On Wednesday, Meredith McIver, who worked with Melania Trump on the speech, issued a statement taking responsibility for the error and said she had offered her resignation, which Donald Trump declined.
Ms. McIver, who has worked on some of Donald Trump’s books, including "Think Like a Billionaire," and also described herself as a "longtime friend and admirer of the Trump family," said Ms. Trump had offered Ms. Obama’s speech as an example for the message she wanted to convey.
“Over the phone, she read me some passages from Mrs. Obama’s speech as examples. I wrote them down and later included some of the phrasing in the draft that ultimately become the final speech,” she wrote, noting that she didn’t review Obama’s speeches, though she said "no harm was meant."
The speech also points to a larger theme in Donald Trump’s campaign, which has largely relied on a skeletal staff, frequently drawn from outside politics, compared to his rivals' more familiar faces. It was initially drafted by two professional speech writers, but Ms. Trump rejected their draft and sought the help of McIver, The New York Times reports.
“I don’t Melania Trump did anything wrong, my sincere belief is that this was a speech written for her in large part, and this slipped through the cracks somehow,” Jonathan Bailey, who runs the website PlagiarismToday, tells the Monitor. “This was a problem on the writing side, and if anything it indicates a problem with not having the quality speech writers [the campaign] needs at this juncture.”

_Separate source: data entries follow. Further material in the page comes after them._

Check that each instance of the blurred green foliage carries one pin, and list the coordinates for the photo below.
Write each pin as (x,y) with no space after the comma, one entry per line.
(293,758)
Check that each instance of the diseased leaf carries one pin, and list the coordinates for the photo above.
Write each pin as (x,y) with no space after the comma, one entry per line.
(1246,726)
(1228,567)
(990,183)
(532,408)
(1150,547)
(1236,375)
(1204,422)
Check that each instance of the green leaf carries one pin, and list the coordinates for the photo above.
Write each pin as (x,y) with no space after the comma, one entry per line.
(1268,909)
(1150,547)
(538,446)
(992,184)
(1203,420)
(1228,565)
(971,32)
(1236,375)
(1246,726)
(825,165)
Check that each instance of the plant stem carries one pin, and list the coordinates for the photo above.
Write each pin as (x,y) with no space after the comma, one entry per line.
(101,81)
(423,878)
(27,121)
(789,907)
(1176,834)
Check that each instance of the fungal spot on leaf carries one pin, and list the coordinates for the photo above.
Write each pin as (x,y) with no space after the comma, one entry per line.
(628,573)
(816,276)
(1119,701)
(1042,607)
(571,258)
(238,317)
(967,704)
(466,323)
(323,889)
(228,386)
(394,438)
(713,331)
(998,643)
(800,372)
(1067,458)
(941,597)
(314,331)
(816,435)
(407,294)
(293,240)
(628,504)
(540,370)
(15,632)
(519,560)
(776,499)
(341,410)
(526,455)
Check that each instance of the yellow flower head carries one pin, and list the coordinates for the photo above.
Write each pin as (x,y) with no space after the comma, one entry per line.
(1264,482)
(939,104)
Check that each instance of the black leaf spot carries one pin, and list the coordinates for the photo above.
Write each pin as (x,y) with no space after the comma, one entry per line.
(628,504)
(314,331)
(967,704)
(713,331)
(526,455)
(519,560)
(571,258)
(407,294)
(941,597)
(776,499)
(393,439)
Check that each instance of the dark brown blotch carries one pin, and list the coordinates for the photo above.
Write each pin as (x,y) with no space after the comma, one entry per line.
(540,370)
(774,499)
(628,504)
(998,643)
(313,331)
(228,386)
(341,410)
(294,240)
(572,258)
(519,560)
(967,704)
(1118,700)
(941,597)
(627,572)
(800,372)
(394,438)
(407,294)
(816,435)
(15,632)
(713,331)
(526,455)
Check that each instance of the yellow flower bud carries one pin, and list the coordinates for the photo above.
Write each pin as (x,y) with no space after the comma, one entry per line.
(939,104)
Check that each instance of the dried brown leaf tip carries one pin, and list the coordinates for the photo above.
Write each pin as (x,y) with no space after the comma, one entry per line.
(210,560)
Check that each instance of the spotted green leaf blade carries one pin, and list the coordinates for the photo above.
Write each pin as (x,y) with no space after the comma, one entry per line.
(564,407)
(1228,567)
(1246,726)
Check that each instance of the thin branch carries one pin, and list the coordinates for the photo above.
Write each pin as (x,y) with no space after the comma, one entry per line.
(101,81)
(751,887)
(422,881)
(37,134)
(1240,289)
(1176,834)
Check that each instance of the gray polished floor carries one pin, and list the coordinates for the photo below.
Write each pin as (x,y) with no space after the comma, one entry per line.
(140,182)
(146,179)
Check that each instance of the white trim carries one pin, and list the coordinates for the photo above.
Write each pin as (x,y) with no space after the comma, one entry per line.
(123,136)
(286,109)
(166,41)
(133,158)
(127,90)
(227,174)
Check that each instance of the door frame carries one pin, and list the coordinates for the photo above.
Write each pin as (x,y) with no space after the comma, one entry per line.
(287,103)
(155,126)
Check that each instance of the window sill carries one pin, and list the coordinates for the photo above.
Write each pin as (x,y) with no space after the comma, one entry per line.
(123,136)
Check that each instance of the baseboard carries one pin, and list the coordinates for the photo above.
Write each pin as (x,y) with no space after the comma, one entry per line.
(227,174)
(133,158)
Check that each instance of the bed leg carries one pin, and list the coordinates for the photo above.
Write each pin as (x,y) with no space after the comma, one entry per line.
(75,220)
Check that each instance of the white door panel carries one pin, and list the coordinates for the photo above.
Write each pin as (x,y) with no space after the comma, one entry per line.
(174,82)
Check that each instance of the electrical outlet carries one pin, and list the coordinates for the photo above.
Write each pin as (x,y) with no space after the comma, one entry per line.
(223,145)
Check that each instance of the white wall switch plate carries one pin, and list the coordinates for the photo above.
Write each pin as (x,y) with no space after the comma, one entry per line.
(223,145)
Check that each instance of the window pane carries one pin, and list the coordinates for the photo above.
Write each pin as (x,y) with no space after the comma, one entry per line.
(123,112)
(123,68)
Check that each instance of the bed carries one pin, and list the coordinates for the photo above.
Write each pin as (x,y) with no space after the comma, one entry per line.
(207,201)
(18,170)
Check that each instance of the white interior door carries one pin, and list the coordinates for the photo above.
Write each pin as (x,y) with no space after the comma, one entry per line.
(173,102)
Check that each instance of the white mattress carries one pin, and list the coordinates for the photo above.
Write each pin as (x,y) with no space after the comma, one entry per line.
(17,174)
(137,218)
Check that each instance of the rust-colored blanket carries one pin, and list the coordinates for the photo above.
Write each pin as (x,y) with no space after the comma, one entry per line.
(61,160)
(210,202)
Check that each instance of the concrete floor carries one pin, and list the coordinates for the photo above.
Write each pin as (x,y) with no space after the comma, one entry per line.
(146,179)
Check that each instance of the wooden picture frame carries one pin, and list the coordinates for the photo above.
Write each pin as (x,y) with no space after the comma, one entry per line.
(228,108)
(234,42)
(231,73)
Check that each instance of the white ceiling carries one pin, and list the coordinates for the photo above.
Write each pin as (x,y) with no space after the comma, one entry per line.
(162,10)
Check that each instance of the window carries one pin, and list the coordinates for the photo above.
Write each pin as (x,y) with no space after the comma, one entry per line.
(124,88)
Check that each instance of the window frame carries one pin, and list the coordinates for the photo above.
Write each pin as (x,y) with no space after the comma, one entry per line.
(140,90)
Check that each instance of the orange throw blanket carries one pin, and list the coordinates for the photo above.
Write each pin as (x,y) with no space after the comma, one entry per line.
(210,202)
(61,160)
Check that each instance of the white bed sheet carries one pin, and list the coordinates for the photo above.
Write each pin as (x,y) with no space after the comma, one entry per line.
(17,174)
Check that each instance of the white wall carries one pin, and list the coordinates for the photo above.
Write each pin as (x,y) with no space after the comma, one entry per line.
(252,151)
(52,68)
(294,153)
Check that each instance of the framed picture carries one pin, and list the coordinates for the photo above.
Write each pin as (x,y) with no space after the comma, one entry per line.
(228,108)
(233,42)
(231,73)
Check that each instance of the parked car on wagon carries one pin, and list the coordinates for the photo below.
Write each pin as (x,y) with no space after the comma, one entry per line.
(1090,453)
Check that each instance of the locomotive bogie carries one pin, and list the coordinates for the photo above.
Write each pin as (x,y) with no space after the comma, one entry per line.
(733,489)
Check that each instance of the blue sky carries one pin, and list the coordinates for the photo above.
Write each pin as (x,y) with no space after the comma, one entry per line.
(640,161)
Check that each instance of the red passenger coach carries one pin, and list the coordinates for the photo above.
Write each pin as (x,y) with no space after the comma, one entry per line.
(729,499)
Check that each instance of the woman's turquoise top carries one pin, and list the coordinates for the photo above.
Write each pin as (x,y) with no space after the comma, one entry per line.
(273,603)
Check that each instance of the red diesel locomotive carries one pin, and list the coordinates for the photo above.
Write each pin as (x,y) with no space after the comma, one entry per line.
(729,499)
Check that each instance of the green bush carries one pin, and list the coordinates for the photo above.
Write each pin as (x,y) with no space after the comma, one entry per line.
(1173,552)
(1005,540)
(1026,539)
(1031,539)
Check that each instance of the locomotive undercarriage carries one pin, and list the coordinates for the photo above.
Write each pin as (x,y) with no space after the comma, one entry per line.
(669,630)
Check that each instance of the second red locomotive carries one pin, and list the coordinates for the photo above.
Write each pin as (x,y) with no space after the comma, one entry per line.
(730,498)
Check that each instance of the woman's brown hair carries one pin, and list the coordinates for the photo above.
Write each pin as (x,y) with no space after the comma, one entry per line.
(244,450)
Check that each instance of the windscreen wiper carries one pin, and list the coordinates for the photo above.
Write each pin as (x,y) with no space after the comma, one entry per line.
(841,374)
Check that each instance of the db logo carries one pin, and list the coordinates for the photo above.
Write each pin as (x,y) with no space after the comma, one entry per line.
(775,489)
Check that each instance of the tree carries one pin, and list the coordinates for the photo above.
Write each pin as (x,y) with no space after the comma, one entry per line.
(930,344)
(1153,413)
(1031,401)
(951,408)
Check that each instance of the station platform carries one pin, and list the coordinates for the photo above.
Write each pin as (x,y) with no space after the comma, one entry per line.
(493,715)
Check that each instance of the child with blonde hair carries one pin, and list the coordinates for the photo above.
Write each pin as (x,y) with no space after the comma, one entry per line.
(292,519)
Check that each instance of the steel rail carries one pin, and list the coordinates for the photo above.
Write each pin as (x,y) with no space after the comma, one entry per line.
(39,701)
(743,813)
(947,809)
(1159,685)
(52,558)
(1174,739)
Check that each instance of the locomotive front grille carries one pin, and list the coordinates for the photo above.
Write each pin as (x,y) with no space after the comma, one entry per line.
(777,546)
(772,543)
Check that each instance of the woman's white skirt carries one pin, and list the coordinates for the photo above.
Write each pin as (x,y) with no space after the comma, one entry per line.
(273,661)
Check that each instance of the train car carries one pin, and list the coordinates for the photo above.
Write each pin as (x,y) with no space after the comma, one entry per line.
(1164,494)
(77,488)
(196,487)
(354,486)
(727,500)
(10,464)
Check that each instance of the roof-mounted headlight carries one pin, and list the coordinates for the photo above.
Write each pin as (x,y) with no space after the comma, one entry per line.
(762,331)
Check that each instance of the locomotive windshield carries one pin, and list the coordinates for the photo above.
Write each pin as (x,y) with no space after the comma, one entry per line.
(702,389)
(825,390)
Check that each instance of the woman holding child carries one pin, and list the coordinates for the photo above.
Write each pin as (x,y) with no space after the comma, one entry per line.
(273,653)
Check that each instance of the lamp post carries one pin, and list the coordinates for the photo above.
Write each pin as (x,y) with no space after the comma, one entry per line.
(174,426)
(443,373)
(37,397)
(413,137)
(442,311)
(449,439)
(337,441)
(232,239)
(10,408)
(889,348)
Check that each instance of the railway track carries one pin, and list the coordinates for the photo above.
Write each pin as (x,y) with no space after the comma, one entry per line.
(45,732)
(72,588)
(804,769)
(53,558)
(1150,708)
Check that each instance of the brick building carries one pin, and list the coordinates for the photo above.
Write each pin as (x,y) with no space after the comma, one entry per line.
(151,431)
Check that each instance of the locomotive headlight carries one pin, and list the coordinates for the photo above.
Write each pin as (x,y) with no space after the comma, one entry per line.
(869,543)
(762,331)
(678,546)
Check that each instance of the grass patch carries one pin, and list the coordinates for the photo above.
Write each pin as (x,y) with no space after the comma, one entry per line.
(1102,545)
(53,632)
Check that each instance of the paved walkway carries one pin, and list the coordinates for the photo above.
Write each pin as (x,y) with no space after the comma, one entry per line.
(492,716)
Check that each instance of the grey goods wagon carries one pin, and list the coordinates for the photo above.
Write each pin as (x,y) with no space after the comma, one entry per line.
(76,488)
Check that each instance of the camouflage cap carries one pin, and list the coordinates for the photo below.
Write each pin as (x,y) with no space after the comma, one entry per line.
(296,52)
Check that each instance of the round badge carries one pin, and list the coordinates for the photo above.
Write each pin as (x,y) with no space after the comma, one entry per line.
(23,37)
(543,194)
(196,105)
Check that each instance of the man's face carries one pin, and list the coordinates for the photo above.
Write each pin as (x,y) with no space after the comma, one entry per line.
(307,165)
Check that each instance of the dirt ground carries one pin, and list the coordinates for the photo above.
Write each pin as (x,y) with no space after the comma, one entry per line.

The speech also plays into an already polarized electorate, with people who support Trump defending the speech while opponents criticize it, he says.
Still the decision to use many of the same words as Obama’s speech “comes across as I guess you would say, not genuine, when that happens, and it makes it seem like she’s trying co-opt Michelle Obama’s experiences for her own,” Mr. Bailey adds.
But Trump’s popularity with his supporters also means that it is unlikely to become a political liability, he says. That’s a contrast with current Vice President Joe Biden, who eventually dropped out of the 1988 presidential race after it emerged that he had borrowed phrases from a speech by the British Labour Party politician Neil Kinnock.
Instead, says Notre Dame's Blum, the controversy over the speech could even bolster the views of supporters who see Trump as an authority-defying, rule-breaking figure.
“I could imagine that for some people who are drawn to Donald Trump and his message, that could be appealing,” Blum says, noting that students sometimes express a Trumpian disdain for citation rules in academic papers.
“I don’t think I speak that often to people who are willing to tell me that, but I know lots of people who find the norms of academic citation archaic and baroque and they just want to get the job done. If the teacher requires them to write a paper on a topic they don’t care about, they will find a way to get it done,” she adds.
While there are ethical consequences and the potential reputation damage caused by a plagiarism scandal – a book by the historian Doris Kearns Goodwin is one example – legal punishment through copyright or fraud claims is unlikely, says Carroll, the law professor.
“In a way, you pay the political price if it comes [out] that you’re borrowing your key phrases from your opponent, [in terms of] 'How is the public going to receive that information?'” he says.
But, he adds, "We've seen politicians steal their opponents' lines and turn them around. I think we have to accept that there’s an amount of space for political craft."